20. G. Wang, PJ. Heagerty, IJ. Dahabreh*, Effect score analyses in randomized clinical trials, Journal of American Medical Association. 2024;331(14):1225–1226. doi:10.1001/jama.2024.3376,JAMA
21. G. Wang'*, R. Karlsson'*, J. Krijthe, IJ. Dahabreh, Robust integration of external control data in randomized trials, in revision, Biometrics , arXiv
About structured variable selection: We encourage researchers to thoroughly understand the data before applying any analytical methods. Integrating such information can significantly enhance the performance of the model in use. For example, when it comes to variable selection, incorporating specific selection rules can lead to improvements in prediction accuracy, a reduced false alarm rate, and, notably, enhanced interpretability of the selected model.

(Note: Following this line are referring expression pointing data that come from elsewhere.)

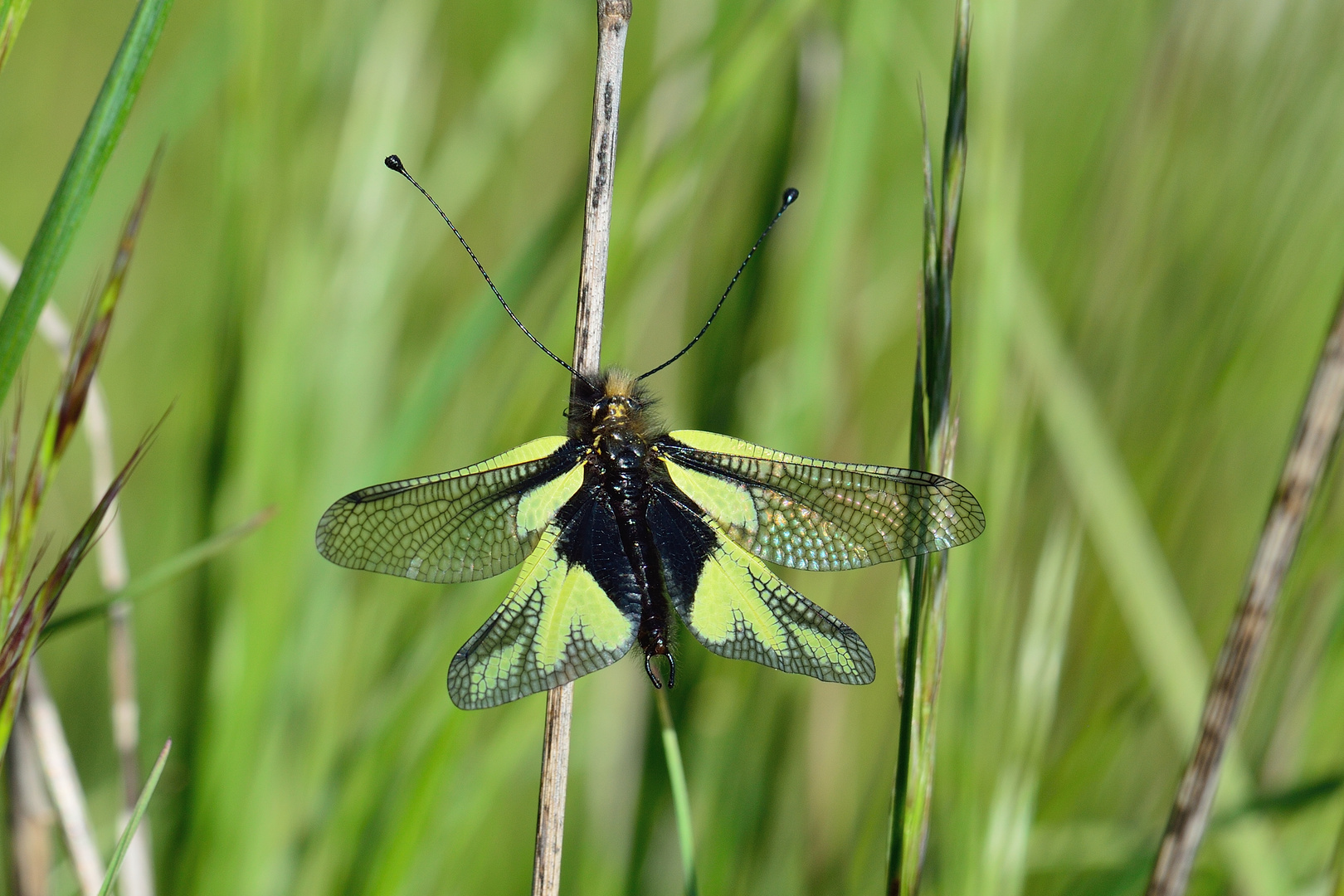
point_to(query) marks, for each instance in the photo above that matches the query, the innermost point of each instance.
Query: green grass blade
(134, 822)
(166, 571)
(680, 796)
(1133, 561)
(78, 182)
(11, 19)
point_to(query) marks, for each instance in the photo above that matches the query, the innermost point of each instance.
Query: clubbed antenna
(396, 164)
(789, 195)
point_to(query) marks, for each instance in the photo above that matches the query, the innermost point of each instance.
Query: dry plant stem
(613, 17)
(41, 718)
(138, 871)
(1317, 429)
(32, 816)
(62, 781)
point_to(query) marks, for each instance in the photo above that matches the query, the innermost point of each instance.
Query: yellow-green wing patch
(555, 625)
(741, 610)
(460, 525)
(728, 501)
(821, 514)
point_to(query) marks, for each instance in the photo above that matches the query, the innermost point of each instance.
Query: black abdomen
(621, 460)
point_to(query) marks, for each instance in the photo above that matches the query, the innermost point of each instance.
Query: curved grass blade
(164, 572)
(932, 446)
(71, 397)
(71, 202)
(11, 19)
(680, 796)
(28, 620)
(134, 822)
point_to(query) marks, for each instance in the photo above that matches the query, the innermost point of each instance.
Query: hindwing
(455, 527)
(741, 610)
(574, 609)
(817, 514)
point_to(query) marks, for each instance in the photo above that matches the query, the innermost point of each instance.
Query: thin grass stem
(84, 169)
(680, 796)
(613, 19)
(1317, 429)
(134, 824)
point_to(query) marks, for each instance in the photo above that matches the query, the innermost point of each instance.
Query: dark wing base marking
(558, 622)
(821, 514)
(750, 613)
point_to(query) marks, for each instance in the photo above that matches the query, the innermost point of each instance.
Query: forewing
(455, 527)
(817, 514)
(741, 610)
(574, 609)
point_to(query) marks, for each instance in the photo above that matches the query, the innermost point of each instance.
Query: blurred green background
(1151, 253)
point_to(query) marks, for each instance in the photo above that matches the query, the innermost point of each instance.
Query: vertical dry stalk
(32, 816)
(1317, 429)
(113, 572)
(62, 781)
(613, 17)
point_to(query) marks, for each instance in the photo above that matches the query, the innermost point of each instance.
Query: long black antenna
(789, 195)
(396, 164)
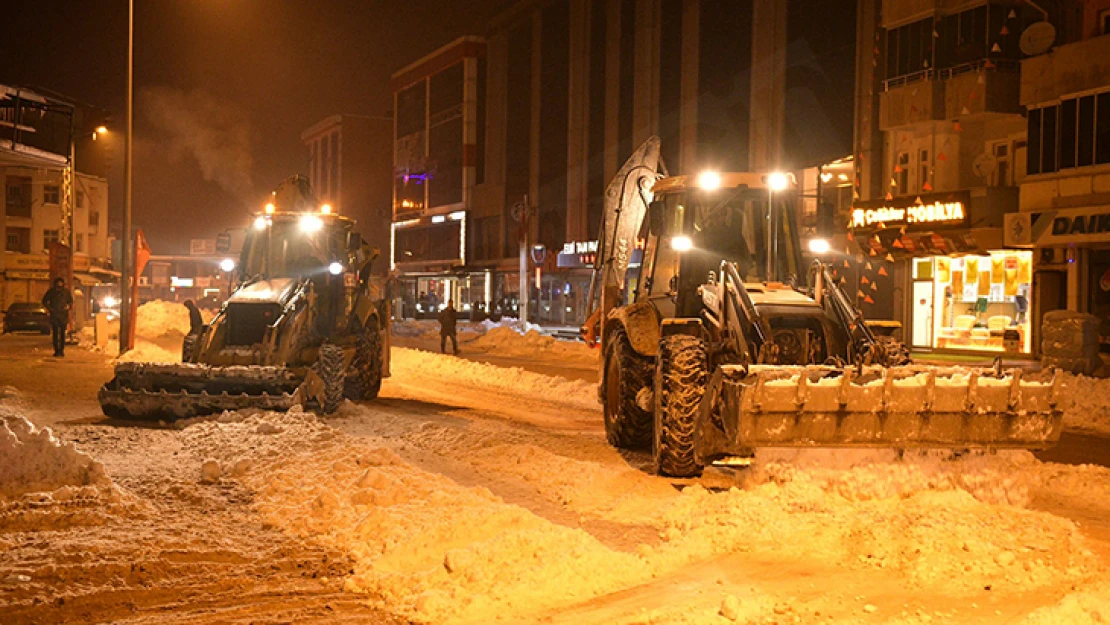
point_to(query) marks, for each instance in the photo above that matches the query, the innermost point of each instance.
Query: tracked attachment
(904, 406)
(153, 391)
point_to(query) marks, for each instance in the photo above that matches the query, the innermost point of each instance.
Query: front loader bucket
(164, 392)
(902, 406)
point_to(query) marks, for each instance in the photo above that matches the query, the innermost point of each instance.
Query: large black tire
(330, 369)
(627, 425)
(680, 380)
(364, 375)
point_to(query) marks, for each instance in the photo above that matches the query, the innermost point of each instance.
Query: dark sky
(223, 88)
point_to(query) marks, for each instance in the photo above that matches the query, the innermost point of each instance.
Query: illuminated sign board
(926, 211)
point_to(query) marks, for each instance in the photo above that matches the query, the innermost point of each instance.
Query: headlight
(311, 223)
(708, 180)
(778, 181)
(818, 245)
(682, 243)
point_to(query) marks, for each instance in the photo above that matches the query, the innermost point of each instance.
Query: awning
(898, 243)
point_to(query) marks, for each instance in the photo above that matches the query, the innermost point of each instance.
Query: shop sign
(946, 209)
(1058, 228)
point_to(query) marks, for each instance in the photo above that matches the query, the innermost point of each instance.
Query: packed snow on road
(475, 493)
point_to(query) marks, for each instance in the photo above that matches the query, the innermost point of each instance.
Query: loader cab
(696, 221)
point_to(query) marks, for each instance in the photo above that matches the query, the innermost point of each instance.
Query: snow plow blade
(902, 406)
(164, 392)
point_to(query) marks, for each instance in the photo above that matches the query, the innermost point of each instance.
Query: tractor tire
(896, 352)
(680, 380)
(364, 375)
(330, 369)
(627, 425)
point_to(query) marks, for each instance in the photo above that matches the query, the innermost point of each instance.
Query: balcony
(1069, 69)
(911, 99)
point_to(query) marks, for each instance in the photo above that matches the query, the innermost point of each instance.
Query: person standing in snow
(58, 301)
(447, 319)
(195, 321)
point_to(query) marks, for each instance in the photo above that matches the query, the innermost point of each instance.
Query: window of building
(902, 172)
(922, 163)
(49, 237)
(1001, 175)
(1073, 133)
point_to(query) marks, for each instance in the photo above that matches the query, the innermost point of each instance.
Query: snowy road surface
(476, 493)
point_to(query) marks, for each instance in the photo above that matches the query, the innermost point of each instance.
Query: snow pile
(435, 371)
(514, 341)
(423, 545)
(34, 461)
(1085, 403)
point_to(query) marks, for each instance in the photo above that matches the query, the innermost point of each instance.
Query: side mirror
(656, 218)
(354, 242)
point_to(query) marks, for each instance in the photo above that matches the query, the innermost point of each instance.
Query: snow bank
(452, 374)
(1085, 403)
(33, 461)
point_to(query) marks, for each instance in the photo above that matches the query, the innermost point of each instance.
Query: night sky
(223, 88)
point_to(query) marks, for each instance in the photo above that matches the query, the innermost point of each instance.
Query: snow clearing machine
(306, 324)
(726, 341)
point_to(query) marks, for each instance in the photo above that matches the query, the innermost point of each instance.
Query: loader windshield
(283, 249)
(733, 225)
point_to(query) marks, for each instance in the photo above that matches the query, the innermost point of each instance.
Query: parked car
(26, 315)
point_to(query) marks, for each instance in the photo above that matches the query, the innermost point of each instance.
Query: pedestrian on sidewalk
(447, 320)
(58, 301)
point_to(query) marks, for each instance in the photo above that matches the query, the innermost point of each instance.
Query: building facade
(941, 153)
(350, 168)
(543, 109)
(1065, 218)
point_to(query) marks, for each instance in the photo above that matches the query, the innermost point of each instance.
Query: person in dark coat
(195, 321)
(58, 301)
(447, 319)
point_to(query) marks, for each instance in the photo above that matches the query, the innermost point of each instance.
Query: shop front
(960, 290)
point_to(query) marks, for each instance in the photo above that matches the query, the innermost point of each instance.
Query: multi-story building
(543, 110)
(350, 163)
(1065, 217)
(941, 151)
(36, 144)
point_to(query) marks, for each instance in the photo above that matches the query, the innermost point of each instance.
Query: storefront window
(978, 303)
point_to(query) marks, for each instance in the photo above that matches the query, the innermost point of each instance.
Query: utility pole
(125, 320)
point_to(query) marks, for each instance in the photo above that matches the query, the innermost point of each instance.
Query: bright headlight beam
(311, 223)
(682, 243)
(778, 181)
(708, 181)
(818, 245)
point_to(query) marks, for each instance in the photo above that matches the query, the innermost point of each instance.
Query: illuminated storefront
(961, 290)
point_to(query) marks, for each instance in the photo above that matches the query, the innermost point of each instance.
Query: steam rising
(197, 125)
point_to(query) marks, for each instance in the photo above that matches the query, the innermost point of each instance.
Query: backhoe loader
(306, 324)
(727, 342)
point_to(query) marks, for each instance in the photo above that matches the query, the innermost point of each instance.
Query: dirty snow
(33, 461)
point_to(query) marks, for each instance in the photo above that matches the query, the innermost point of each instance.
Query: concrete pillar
(868, 139)
(646, 72)
(612, 89)
(768, 84)
(687, 116)
(577, 141)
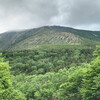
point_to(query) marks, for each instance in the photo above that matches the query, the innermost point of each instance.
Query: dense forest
(59, 73)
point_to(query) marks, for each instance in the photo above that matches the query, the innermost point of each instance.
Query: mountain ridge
(48, 35)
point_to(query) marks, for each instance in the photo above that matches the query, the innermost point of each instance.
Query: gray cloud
(22, 14)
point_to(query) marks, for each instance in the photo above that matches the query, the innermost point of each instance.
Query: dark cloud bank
(23, 14)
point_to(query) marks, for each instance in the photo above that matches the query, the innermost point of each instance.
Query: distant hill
(55, 35)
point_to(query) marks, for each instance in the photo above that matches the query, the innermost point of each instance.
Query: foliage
(7, 92)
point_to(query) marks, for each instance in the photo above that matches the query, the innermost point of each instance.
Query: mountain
(54, 35)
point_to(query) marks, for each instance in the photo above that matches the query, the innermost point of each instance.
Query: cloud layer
(23, 14)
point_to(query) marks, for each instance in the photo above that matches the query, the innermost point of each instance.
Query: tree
(7, 92)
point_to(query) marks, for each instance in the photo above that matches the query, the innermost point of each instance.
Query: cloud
(22, 14)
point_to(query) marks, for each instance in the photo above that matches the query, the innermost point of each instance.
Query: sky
(26, 14)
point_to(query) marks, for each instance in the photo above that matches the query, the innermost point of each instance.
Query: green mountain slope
(31, 38)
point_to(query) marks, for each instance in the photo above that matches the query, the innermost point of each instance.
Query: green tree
(7, 92)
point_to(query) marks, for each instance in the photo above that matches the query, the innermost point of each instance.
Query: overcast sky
(24, 14)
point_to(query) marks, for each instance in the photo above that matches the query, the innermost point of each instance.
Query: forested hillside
(34, 38)
(65, 73)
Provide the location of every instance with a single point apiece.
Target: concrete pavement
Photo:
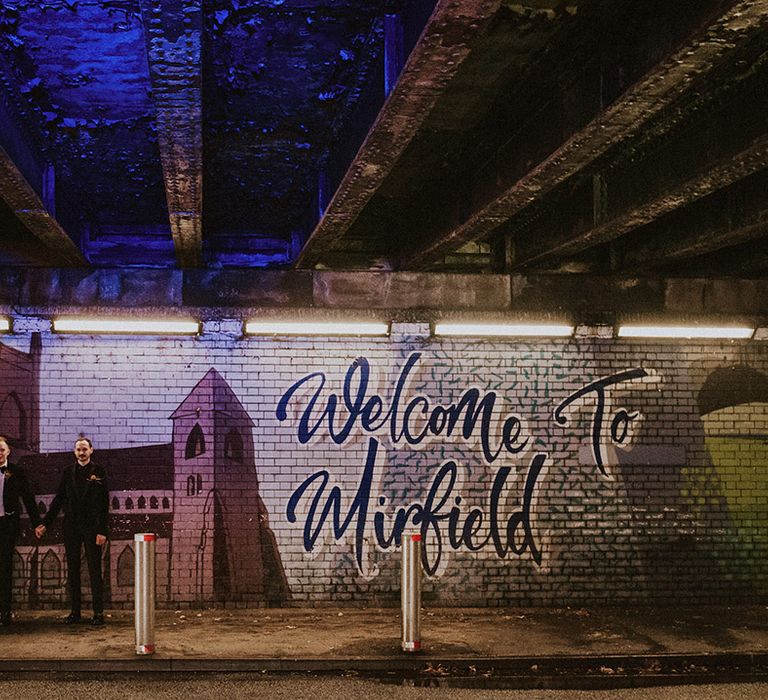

Examples of simple rules can be "if the interaction is chosen, then all or at least one of the main terms must also be selected", "if the subtopic is selected, then the overarching topic should also be chosen", "select at least one gene from each pathway", and "collectively select dummy variables representing a categorical variable." We have developed unified methods for systematically integrating all available information into the analysis process.